I will issue an executive order creating a cabinet-level task force led by a Chief Resilience Officer and build on the work being done by the Colorado Resiliency Office. They will work closely with local leaders, businesses, and community organizations to develop innovative, actionable, and practical solutions to Colorado’s interconnected resilience challenges—including wildfire risk driving up insurance costs, storms impacting grid and infrastructure resilience, drought enhancing demand on our limited water supplies, loss of biodiversity making our ecosystems less resilient, and excessive heat threatening our outdoor workforce and air quality. 

Protecting our Air and Water Quality

Last year, Colorado’s Front Range experienced 40 days when air quality measurements exceeded federal standards. This past summer’s air was no better.

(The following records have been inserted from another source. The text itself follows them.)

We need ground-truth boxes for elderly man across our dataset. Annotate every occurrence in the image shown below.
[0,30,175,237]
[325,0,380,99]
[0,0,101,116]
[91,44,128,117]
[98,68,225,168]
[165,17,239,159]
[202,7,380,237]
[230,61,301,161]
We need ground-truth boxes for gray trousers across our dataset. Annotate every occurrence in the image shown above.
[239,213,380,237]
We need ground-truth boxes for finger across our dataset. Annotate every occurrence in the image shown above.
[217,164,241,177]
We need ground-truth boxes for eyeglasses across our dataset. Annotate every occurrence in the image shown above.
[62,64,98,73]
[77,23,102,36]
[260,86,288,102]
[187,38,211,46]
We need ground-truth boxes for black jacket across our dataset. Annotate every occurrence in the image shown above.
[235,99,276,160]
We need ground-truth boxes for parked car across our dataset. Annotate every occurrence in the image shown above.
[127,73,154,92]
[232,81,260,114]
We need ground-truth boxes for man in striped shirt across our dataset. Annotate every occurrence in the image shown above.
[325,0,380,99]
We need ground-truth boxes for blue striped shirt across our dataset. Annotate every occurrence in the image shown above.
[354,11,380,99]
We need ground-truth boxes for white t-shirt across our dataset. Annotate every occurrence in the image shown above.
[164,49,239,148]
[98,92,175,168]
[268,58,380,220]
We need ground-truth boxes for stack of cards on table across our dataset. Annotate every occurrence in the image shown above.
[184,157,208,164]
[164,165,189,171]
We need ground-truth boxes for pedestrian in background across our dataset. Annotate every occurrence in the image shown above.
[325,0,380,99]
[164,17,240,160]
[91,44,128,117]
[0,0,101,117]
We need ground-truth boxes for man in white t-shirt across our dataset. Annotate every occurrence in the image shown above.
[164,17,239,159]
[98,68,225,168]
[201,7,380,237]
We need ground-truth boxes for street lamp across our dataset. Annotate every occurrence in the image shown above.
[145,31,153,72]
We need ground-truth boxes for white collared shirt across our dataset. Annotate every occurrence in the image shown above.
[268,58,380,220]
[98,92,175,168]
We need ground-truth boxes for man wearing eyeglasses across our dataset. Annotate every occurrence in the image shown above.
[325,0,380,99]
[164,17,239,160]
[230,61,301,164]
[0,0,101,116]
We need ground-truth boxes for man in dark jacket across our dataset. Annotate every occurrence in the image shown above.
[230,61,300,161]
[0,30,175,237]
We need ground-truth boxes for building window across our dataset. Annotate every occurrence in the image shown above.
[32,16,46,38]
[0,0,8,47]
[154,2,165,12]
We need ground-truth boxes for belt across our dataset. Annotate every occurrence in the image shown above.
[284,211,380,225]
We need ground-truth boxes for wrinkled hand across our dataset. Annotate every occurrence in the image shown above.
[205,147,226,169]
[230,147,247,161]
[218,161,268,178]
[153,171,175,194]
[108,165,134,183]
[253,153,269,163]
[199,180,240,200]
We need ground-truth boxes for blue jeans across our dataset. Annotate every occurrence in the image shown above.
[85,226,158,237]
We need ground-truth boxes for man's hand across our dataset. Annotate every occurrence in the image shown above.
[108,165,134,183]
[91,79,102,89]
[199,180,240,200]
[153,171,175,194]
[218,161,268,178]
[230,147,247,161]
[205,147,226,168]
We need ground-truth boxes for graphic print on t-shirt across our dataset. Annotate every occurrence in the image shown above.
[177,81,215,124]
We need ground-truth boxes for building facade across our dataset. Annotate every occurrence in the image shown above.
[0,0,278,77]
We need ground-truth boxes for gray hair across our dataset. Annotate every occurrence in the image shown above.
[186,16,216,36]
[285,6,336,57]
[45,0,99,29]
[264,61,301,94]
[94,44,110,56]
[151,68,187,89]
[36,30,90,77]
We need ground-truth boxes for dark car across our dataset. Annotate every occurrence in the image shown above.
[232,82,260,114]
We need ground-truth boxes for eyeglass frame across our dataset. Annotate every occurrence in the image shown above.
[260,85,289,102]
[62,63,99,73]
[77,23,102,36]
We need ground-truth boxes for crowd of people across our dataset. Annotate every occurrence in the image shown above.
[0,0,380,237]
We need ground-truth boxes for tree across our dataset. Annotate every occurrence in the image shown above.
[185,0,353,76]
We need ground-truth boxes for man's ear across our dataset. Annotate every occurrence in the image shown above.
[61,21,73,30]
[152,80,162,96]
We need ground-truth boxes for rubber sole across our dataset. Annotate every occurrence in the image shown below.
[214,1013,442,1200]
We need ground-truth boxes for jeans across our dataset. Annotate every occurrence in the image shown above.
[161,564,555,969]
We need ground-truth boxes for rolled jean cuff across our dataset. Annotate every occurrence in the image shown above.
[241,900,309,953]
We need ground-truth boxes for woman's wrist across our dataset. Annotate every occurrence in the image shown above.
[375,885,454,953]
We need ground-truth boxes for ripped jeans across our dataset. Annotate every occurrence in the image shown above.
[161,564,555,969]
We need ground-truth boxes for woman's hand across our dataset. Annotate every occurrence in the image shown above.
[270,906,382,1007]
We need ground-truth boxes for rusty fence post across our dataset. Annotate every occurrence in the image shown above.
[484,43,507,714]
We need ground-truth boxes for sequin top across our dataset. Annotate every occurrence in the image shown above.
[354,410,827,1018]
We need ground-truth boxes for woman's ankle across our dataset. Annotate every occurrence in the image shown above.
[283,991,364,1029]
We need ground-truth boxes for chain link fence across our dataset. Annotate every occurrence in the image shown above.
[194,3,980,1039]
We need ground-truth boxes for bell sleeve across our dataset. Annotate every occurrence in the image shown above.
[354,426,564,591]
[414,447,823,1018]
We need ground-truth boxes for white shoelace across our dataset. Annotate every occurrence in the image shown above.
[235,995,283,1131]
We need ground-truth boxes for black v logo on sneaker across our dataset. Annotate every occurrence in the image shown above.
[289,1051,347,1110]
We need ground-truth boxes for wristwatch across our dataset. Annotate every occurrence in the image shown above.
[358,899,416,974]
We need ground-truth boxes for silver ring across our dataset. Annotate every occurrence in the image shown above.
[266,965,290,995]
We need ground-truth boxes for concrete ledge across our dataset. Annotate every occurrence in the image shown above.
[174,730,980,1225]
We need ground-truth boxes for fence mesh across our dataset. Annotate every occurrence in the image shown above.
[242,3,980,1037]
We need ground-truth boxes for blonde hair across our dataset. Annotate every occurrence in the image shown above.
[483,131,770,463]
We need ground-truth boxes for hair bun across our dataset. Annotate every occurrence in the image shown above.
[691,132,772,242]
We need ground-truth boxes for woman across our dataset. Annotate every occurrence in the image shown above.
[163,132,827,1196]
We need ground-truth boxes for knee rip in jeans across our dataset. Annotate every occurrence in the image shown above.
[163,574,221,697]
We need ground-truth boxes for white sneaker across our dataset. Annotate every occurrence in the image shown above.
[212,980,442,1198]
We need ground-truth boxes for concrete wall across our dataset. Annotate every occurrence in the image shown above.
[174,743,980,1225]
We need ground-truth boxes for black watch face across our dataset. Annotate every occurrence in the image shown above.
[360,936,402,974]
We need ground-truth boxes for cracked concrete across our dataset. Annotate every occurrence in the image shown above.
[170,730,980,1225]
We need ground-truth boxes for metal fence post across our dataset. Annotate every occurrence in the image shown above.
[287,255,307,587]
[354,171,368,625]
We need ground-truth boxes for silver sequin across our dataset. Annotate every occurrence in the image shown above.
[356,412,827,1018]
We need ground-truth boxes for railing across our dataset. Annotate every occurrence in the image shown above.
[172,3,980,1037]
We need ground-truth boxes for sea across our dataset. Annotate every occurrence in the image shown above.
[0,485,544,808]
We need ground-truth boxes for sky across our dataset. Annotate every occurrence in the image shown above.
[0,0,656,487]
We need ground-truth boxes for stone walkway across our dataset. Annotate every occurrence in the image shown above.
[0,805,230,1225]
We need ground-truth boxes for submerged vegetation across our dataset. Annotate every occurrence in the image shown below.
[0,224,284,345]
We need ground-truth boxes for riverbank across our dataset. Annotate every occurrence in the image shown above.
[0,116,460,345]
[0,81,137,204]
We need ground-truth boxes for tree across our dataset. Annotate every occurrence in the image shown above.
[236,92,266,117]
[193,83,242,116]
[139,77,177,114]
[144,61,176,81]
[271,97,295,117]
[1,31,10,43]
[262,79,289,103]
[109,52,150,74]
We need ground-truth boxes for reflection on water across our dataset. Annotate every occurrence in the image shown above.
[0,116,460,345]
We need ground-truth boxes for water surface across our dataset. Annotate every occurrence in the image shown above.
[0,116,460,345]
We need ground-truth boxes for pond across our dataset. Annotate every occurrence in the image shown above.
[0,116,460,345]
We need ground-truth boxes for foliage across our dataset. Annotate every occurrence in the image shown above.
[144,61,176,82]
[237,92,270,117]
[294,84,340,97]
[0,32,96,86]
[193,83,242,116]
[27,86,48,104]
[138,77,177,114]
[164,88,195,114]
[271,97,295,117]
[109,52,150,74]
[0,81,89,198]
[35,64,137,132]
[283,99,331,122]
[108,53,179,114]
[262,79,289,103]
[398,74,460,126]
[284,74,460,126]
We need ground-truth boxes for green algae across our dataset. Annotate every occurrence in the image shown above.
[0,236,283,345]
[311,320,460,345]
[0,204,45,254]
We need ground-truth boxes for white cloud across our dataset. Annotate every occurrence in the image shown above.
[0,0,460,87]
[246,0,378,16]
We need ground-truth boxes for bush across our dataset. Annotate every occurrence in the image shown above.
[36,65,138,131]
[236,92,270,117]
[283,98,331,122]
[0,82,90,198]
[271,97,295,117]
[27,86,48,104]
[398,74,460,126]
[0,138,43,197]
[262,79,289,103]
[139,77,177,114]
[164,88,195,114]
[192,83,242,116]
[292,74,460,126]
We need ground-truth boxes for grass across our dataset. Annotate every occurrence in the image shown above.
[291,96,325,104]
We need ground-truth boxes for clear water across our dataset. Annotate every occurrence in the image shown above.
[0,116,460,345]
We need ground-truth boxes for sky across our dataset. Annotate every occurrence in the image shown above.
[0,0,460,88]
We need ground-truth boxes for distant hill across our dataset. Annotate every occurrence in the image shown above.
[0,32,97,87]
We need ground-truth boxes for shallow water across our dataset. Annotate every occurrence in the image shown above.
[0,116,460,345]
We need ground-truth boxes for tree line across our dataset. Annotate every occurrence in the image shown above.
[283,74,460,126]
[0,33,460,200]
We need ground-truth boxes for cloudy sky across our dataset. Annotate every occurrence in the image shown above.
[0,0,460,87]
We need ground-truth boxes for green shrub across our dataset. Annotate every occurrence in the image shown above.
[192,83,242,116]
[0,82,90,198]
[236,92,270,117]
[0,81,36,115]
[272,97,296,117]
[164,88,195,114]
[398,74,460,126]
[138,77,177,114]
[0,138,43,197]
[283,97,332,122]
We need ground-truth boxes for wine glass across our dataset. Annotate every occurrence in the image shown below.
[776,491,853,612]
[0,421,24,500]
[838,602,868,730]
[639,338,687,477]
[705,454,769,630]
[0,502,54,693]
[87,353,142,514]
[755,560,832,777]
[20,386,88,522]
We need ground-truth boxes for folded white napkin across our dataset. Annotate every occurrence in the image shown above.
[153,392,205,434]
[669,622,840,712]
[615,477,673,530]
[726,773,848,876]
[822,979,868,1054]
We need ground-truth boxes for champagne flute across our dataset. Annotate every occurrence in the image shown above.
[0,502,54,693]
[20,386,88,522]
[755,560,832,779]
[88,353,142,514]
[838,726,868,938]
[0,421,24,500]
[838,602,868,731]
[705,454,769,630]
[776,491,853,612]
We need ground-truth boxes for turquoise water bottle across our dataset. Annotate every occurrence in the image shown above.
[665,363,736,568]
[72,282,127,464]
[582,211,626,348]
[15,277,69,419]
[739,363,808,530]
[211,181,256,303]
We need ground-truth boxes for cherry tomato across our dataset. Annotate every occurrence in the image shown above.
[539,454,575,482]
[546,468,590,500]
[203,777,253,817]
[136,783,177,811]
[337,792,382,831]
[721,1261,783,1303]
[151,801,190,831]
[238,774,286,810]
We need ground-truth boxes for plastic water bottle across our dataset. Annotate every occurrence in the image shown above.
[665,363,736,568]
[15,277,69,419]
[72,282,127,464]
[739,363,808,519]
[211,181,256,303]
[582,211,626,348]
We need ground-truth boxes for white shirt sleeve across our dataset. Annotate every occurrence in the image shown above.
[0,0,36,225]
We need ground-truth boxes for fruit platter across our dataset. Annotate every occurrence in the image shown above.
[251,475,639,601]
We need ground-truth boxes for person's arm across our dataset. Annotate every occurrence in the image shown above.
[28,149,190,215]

And streams across the state continue to struggle with contamination and quality issues. Coloradans deserve better. Our state should lead the nation with the cleanest air and water, but instead we are ranked 31st

As governor, I will appoint people to air- and water-focused state boards and commissions that are responsive to communities impacted by polluters and prioritize sufficient resources to the Colorado Department of Health and  Environment (“CDPHE”)  to ensure it has what it needs to monitor and enforce our air and water quality regulations. Expanding and enhancing the resources and capabilities of CDPHE for effective air and water quality monitoring is critical to ensuring that the state can effectively enforce our laws and maintain acceptable quality air and water for all citizens across the state.

In my first 100 days, I will direct CDPHE to undertake a comprehensive review of what environmental protections are being disregarded as the federal Environmental Protection Agency abandons its role to protect our environmental quality, and determine where the state has a duty and the authority to step in to fill that void. As part of this effort, we will make sure the state continues to protect our water quality regulations and its nation-leading methane regulations—protecting our communities from this potent pollutant. I will also direct CDPHE to review its current processes and procedures, to identify where it can improve and be more responsive with stakeholders—both permit holders and environmental advocates—including improving its review times and decision-making process for permit applications.

As governor, I will ensure that risky ventures that put our environment at risk are not rubber stamped. As attorney general, I challenged one such scheme by leading other state attorneys general in supporting Eagle County’s lawsuit before the U.S. Supreme Court to stop a dangerous plan concocted by an Utah oil-and-gas company to build a new railroad line in Colorado to ship a quarter million barrels of waxy crude oil—daily—along the Colorado River. This placed an untenable risk on our state’s most important drinking water source, potentially leading to spills, leaks, and rail spark-caused wildfires. As governor, I will stand firm against this and similar schemes that put our land, air, water and wildlife at risk.
And I will ensure the state provides the resources, support, and oversight necessary so that orphaned and low producing natural gas wells—which produce disproportionately high levels of harmful methane into our air—are properly and responsibly plugged and the adjacent land is reclaimed and restored to its natural state. This work is critical to protecting communities, as unplugged wells threaten community safety as well as further damage our climate.